Before that scene has ended, the audience’s focus is thrust toward a discussion between a father and his son in another corner of the stage. While the stage appeared to be a simple triangular boardwalk in the beginning, the quick changes and interesting lighting make it anything but plain.
In addition to some great lines and dramatic plot, the play had some comical moments. Noah Kaplan, who played one of the main characters, Will, did a particularly good job balancing the romantic jokes his character made with the cold and murderous mentality he displayed at the end.
The play highlighted the animalistic traits that manifest in people when they feel overwhelmed by love. “It is about people seeking the nature of love and how far we go in the heart wanting what it wants,” Wrenn said.
Overall, the production was a fantastic display of the students’ abilities to step up and fill roles they had never had to do independently.
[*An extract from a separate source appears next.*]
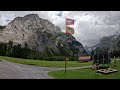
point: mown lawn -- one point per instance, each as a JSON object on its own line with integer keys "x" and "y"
{"x": 45, "y": 63}
{"x": 86, "y": 73}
Wrenn could not be more proud of how well the shows went.
To put on the play is quite a rigorous project and involves a yearlong commitment to everything from selecting the play to taking leadership roles in making the production come to life. All of this is done collaboratively.
By the end of the first semester, every participant in STF must have a role that they “feel good about,” Wrenn said.
She went on to say, “It is the only time in your life where you get to pick the role that you play; I am beyond thrilled with the seniors that I am working with in Coronado. This role can mean something different to everyone.”
While directing an entire show was a new role for Wren, the theatre world was not. She has been in over 10 productions at Puget Sound, is president of the Senior Theatre Productions and has some prior directing experience. Wrenn’s passion is directing, and as Matthew Jackson told her recently, “I don’t think you will stop acting, but I don’t think you will be able to stop directing.” This enthusiasm is apparent both in the play and in they way she talks about the process of working with the actors.
“It is great to see these people do something that they have never done before and do it to the nth degree of awesome,” Wrenn said.